Шрифт:
Интервал:
Закладка:
– Садитесь, рассказывайте!
Времени, и в самом деле, было мало. Буквально чуть. И все-таки Ленин выкроил эти полчаса, предоставив Кравцову одну единственную подобного рода возможность, и, значит, Макс не мог, просто не имел права этот случай упустить.
"Попытка – не пытка, не так ли, Лаврентий Павлович?"
"Вот ведь!"
Следует сказать, что с головой заметно полегчало, хотя Кравцов так и не вспомнил, как ни пытался, кем был в другой – субъективно прошлой, но объективно оставленной в далеком будущем – жизни. Кажется, он был женат, и, возможно, даже неоднократно. Смутно помнились несколько детей, но все они по внутреннему ощущению были уже взрослыми. И все это как из чужого сна или фильмы. Помнились факты, а вот эмоции выдохлись. Хотя нет, неверно. Просто все, что касалось личной жизни того, прошлого Кравцова выцвело и обесценилось, а здесь и сейчас наоборот обрело жизнь, вкус и цвет. Однако "прошлое" нет-нет, а давало о себе знать: то непривычным взглядом на вполне обычные для этой эпохи вещи, то странными поговорками, а то крайне и ценными знаниями и небесполезными идеями.
– Вот, – сказал Макс, кладя перед Ульяновым первый документ.
– Нуте-с… – Ленин взял бумаги, глянул коротко на Кравцова поверх страниц и стал читать.
Нахмурился, перелистнул, сузил глаза.
– Сволочь! – бросил коротко, не поднимая головы. – Это доказано?
– Да, Владимир Ильич, здесь каждое слово проверено по три раза.
– Сволочь, – повторил Ленин, откладывая документы. – Как же он нас…! А мы? Лопухи! Феликс не знает, конечно…
– Я пошел прямо к вам. К товарищу Дзержинскому не обращался.
– А смысл? Арестовать и расстрелять? Вы ведь не за этим пришли, батенька! Совсем не за этим! Рассказывайте!
– Вот, – положил Макс на стол второй документ.
– Со Львом Давыдовичем вы, конечно, тоже предварительно этот вопрос не обсуждали?
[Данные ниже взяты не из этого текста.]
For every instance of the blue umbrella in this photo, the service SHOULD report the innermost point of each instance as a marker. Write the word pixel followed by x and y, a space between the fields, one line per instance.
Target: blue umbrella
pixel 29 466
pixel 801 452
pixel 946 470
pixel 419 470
Так? – Ульянов оторвался от документа и в задумчивости посмотрел в окно.
– Он будет против, Владимир Ильич, – объяснил Кравцов, стараясь не гадать, о чем думает Вождь. – И не потому, что считает решение Бюро ЦК правильным. Просто в нынешних обстоятельствах ему приходится быть куда осторожнее, чем прежде.
– Да, – кивнул Ульянов, сверкнув глазами. – Это вы, Максим Давыдович, очень верно заметили. Рвут шавки нашего льва, но и по-другому нельзя! Нет, вы это хорошо, батенька, придумали, что ко мне пришли… Доводы разумные, доказательства – сильные, – он снова просмотрел документ. – И как вы все это мыслите? Ведь не может быть, чтобы не прикинули, а?!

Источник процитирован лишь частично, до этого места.